If Theres Hell Below

We're All Gonna Go!

Joined: 10 Sep 05
Moves: 10228

20 Nov 08 15:28

Originally posted by Kepler
Apparently they are testing for what software is the focus of attention. In other words, if you constantly put the browser or software used to access the site in the background you are likely accessing some other software while playing. Since both sites offer real time (as opposed to correspondence style) chess this is suspicious. Sites offering correspondenc ...[text shortened]... lt the GM next door, leaving plenty of time to return later or on another day and make my moves.

I've heard this rumour many times with slightly different 'function', but I seriously can't see how it could be true. because a) it would be ridiculously inefficient and random, b) extremely invasive, possibly illegal, and c) there's a mundane explanation for running engine simultaneously with blitz client: blitzing while analysing past games.

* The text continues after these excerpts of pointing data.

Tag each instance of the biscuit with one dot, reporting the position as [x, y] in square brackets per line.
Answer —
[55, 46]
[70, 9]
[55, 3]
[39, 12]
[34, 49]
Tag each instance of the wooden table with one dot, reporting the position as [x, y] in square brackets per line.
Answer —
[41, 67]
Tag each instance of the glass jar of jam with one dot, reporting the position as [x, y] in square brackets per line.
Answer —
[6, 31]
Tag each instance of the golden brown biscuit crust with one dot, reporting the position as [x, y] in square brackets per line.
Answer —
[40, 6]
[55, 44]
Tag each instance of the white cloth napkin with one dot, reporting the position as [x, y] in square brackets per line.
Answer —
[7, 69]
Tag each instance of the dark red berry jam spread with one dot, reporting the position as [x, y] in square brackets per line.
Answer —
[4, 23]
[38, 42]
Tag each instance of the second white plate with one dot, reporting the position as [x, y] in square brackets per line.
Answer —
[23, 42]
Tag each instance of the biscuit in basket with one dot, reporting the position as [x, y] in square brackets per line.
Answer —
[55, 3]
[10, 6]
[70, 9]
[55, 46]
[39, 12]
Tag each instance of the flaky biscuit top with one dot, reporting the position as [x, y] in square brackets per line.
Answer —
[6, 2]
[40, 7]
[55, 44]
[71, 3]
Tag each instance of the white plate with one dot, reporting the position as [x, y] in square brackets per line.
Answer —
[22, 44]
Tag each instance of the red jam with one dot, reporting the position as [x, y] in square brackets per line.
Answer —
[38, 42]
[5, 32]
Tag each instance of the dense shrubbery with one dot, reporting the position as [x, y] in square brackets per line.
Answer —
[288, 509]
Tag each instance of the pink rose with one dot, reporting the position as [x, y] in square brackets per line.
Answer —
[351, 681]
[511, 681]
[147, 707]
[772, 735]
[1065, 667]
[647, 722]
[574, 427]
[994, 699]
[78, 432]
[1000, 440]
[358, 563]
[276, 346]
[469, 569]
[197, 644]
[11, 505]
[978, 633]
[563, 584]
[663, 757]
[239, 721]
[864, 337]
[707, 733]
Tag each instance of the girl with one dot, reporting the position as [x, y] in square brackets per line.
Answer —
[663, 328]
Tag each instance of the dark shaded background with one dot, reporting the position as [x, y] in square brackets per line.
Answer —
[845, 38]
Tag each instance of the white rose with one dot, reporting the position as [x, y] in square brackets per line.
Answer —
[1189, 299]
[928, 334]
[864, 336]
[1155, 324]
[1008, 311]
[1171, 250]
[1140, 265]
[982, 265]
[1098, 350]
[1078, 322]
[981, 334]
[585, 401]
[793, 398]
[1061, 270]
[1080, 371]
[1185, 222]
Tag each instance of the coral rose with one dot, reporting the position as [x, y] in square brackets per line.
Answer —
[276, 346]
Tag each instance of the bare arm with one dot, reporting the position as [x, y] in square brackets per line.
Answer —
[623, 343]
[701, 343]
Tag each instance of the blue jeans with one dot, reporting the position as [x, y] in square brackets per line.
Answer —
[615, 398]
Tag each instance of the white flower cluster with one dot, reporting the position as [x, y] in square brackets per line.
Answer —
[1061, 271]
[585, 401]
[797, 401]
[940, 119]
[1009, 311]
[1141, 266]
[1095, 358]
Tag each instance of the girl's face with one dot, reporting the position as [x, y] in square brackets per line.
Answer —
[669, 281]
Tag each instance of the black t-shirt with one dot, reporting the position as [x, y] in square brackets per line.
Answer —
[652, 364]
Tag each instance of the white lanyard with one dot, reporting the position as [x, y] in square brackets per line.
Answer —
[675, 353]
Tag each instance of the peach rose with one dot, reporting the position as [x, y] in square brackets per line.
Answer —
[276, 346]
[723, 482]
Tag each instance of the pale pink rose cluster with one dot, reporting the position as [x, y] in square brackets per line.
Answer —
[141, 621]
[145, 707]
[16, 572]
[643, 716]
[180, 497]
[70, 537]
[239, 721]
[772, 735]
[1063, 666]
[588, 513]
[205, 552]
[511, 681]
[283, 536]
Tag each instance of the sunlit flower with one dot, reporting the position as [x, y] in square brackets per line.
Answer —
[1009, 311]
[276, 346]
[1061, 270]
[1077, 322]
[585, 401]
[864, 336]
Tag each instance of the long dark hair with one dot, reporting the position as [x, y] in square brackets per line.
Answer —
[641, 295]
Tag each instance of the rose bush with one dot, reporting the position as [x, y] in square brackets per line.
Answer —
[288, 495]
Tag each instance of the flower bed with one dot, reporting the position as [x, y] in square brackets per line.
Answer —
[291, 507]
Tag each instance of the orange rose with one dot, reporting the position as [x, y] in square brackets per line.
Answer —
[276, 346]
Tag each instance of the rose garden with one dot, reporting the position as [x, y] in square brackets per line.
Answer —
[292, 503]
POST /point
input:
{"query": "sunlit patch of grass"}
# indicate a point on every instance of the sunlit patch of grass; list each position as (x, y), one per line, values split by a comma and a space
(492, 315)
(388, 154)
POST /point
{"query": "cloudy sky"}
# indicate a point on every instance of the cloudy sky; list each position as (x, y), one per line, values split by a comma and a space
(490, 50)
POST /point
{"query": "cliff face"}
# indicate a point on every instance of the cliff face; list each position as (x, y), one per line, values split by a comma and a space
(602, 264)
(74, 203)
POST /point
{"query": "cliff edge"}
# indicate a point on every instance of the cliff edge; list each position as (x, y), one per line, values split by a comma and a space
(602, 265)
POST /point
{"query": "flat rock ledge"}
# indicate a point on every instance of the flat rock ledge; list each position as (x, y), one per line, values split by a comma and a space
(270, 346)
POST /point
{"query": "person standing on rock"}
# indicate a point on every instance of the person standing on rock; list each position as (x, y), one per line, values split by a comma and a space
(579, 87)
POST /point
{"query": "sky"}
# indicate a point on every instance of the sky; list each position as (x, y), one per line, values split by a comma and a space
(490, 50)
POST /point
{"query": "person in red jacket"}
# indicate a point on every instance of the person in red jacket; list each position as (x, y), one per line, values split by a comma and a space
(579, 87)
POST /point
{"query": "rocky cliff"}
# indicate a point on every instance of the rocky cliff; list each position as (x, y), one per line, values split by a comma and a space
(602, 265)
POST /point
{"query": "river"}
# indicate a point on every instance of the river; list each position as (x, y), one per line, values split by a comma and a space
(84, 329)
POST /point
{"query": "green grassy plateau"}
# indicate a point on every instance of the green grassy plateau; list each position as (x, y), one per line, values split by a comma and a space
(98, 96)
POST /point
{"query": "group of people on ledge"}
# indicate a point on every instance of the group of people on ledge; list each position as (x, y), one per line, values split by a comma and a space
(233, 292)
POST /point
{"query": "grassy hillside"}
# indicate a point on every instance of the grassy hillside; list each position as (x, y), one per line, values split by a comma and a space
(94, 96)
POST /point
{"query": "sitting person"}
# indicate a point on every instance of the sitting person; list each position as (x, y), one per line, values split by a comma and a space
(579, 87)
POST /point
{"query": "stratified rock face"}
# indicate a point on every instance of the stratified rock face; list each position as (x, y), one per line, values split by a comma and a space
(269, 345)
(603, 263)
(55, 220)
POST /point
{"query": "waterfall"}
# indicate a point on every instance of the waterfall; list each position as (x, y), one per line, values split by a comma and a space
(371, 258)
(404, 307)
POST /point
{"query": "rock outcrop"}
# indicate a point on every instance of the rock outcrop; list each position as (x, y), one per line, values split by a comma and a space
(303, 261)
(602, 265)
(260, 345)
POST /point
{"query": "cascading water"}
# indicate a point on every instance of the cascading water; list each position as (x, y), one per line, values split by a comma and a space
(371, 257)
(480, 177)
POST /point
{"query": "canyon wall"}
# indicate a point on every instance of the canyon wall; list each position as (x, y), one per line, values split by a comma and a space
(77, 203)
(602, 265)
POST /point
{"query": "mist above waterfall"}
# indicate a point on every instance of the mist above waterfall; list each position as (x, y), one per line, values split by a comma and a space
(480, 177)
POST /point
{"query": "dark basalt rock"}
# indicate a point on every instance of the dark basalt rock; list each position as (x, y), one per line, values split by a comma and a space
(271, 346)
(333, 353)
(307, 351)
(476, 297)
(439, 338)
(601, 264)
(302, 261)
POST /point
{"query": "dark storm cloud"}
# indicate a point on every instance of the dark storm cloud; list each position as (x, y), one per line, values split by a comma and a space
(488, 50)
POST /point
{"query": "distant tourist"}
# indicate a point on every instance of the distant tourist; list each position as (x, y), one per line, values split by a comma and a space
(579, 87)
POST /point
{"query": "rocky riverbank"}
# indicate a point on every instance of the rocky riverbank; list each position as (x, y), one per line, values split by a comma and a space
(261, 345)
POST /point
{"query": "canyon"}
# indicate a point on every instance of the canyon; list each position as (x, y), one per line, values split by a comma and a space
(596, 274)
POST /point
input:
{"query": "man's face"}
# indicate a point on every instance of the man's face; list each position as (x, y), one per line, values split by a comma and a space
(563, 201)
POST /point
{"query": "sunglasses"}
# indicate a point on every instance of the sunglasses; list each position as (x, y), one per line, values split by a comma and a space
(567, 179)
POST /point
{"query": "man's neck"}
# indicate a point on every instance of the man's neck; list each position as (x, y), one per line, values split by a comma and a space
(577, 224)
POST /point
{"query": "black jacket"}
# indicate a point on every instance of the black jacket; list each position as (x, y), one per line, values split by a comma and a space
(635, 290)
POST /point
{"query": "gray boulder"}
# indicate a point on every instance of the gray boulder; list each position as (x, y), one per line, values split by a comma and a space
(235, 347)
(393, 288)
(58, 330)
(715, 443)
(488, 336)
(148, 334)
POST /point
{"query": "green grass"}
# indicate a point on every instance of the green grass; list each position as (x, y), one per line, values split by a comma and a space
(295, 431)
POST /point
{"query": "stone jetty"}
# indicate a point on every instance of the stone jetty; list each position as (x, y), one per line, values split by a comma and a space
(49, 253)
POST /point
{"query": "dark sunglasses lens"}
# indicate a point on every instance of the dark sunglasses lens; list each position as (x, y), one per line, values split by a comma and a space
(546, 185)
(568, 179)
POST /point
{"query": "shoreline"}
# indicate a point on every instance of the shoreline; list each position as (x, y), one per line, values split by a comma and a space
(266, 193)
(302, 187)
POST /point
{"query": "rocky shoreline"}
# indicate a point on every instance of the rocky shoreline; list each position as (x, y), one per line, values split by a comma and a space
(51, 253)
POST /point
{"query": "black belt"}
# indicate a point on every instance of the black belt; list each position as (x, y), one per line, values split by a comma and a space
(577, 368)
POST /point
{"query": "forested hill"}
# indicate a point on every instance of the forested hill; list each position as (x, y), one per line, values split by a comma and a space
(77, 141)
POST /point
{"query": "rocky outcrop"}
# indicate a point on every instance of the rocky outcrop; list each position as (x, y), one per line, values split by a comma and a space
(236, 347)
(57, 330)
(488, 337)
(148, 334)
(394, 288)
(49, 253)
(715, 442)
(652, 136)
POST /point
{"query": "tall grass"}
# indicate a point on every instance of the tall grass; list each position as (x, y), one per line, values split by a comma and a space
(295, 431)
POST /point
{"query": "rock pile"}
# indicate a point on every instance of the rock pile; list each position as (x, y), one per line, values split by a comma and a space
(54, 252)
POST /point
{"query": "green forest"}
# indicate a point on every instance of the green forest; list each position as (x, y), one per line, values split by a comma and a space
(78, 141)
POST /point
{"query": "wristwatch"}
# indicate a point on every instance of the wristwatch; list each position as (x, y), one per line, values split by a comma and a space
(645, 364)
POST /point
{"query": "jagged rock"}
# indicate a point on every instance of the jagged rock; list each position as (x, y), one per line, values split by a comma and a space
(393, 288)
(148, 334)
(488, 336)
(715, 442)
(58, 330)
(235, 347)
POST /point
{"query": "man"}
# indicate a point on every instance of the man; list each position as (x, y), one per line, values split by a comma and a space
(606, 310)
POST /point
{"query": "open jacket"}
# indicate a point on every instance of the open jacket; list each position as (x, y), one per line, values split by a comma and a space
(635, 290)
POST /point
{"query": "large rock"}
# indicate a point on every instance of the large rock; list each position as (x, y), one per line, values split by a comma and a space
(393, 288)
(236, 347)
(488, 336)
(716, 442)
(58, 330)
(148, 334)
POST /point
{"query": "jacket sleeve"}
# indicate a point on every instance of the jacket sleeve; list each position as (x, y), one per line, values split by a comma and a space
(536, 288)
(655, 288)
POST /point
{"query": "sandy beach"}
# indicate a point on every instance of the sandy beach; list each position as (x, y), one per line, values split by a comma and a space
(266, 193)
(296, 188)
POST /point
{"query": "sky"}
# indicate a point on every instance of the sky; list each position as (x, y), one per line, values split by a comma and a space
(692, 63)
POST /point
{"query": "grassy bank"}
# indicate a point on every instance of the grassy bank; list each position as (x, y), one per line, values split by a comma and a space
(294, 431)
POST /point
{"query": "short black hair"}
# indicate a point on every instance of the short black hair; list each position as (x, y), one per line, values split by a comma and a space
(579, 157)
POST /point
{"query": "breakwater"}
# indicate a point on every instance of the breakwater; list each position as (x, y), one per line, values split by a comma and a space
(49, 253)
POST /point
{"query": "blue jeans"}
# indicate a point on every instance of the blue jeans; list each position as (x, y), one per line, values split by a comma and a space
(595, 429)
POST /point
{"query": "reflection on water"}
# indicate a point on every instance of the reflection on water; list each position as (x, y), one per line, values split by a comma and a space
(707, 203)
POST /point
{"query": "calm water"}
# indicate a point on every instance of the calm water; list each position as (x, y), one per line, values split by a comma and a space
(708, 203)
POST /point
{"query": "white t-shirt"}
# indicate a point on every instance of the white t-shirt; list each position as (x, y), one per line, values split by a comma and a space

one of the most popular version of the rumour is that the client detects fritz running. well, I've fired up fritz both during icc & playchess, and absolutely nothing happened. I don't think there's any truth in it, and that ICC et al. probably detect engines very much like rhp game moderation. and with blitz they can probably get away with shorter analysis time, even dynamically adjusting it by how much time the player used on a specific move.

on the 30s question, I think it's just an educated guess, based on what has been found to work in practice, rather than a calculated coefficient.